Health care has become a far more important issue for a graying population, and life insurance companies have responded by selling long-term disability insurance to provide for health-care expenditures.

For investors, it is difficult to figure out which life insurance companies are likely to become acquisition targets, especially if the deals involved privately owned mutuals whose transactions differ in accounting procedures from publicly owned companies.

Analyst Andrew Kligerman said an exception is USLife, which has a strong balance sheet with some $7 billion in assets in 1994.

Kligerman has a buy recommendation for U.S. Life based on its potential attractiveness as a takeover target. While U.S. Life’s earnings have been flat in recent years, its earnings potential appears sustainable over the next five years.

At 11 times earnings, Kligerman thinks its stock is cheap. It closed Friday at $33.13.

It is far easier to look at insurance companies likely to do the acquiring because of the efficiencies a round of consolidations will probably bring to the industry over all.
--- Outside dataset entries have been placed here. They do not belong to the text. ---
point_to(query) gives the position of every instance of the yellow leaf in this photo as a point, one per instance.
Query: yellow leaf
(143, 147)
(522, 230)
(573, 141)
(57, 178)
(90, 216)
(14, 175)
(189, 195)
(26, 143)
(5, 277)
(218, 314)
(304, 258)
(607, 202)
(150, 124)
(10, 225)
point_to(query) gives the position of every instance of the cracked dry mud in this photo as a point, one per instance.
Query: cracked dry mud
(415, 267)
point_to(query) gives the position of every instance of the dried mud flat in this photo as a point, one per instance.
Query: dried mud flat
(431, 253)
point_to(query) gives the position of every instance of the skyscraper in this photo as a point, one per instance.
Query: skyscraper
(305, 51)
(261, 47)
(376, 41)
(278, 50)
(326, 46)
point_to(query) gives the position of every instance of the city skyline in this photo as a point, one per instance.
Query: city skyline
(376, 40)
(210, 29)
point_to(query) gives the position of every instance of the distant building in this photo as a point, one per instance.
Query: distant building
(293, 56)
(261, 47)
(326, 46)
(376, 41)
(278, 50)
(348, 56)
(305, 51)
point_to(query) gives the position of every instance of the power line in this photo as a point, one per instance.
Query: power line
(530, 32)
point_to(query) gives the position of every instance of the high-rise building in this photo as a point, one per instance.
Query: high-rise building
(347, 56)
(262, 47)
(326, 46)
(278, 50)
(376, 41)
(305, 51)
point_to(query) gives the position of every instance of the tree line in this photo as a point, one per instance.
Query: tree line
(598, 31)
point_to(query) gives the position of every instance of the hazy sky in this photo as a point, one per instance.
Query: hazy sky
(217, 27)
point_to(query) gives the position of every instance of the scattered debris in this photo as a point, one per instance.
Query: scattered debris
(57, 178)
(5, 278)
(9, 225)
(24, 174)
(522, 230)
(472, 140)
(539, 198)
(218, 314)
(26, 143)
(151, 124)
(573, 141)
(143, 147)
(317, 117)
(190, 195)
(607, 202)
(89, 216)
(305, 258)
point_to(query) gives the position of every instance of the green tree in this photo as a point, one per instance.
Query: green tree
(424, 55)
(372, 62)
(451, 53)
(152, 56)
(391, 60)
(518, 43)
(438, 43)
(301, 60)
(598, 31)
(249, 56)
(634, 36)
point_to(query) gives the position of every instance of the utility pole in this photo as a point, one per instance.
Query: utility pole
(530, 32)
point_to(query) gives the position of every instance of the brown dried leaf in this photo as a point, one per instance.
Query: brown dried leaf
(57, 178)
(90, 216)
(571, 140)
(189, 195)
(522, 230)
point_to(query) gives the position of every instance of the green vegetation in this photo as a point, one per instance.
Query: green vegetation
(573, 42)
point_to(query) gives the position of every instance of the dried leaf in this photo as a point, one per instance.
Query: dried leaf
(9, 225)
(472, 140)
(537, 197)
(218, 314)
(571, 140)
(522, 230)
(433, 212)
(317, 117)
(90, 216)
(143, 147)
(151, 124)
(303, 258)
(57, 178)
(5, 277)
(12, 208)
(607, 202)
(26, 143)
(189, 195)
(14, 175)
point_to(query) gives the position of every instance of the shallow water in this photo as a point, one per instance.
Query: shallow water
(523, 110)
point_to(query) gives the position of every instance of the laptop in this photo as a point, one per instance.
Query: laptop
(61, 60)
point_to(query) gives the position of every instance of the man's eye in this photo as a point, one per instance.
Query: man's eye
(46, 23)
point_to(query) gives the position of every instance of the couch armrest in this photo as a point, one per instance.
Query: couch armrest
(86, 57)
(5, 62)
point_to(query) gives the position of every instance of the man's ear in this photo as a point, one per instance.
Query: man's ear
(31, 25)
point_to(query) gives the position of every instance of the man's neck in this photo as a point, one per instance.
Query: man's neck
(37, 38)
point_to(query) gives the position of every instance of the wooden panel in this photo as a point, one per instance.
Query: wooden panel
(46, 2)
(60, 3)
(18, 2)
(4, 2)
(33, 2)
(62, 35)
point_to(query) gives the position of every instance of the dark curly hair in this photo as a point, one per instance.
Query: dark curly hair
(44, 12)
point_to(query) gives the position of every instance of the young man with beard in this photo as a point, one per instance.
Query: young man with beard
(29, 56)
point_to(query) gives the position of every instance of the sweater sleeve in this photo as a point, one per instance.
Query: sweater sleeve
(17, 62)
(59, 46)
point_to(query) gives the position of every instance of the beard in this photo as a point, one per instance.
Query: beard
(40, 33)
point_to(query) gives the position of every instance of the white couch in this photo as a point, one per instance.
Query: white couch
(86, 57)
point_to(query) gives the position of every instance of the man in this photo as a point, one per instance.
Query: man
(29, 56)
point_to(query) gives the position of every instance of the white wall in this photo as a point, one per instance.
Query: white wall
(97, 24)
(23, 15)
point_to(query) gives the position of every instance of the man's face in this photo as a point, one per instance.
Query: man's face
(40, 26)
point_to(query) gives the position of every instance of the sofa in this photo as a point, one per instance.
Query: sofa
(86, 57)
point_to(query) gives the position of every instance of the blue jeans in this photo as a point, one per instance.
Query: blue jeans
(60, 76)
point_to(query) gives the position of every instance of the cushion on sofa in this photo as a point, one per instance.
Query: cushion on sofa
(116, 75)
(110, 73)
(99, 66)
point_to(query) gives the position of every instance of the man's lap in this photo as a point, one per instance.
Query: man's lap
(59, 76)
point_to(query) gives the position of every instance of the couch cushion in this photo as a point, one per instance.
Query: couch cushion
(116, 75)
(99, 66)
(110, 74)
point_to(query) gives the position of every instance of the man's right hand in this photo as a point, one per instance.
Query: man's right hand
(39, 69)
Hall of Northington Partners likes five companies - American Bankers Insurance, American General, Jefferson-Pilot, Penncorp Financial, and SunAmerica - that bought insurance companies in 1995 and, he says, are likely to buy more in the near future.

But he notes the big acquisitions lie ahead, as health-care reform will affect profit margins at life and health insurance companies as well as hospitals and HMOs. A cut in the capital-gains tax would make mutual funds even more attractive, hurting the insurance business even more.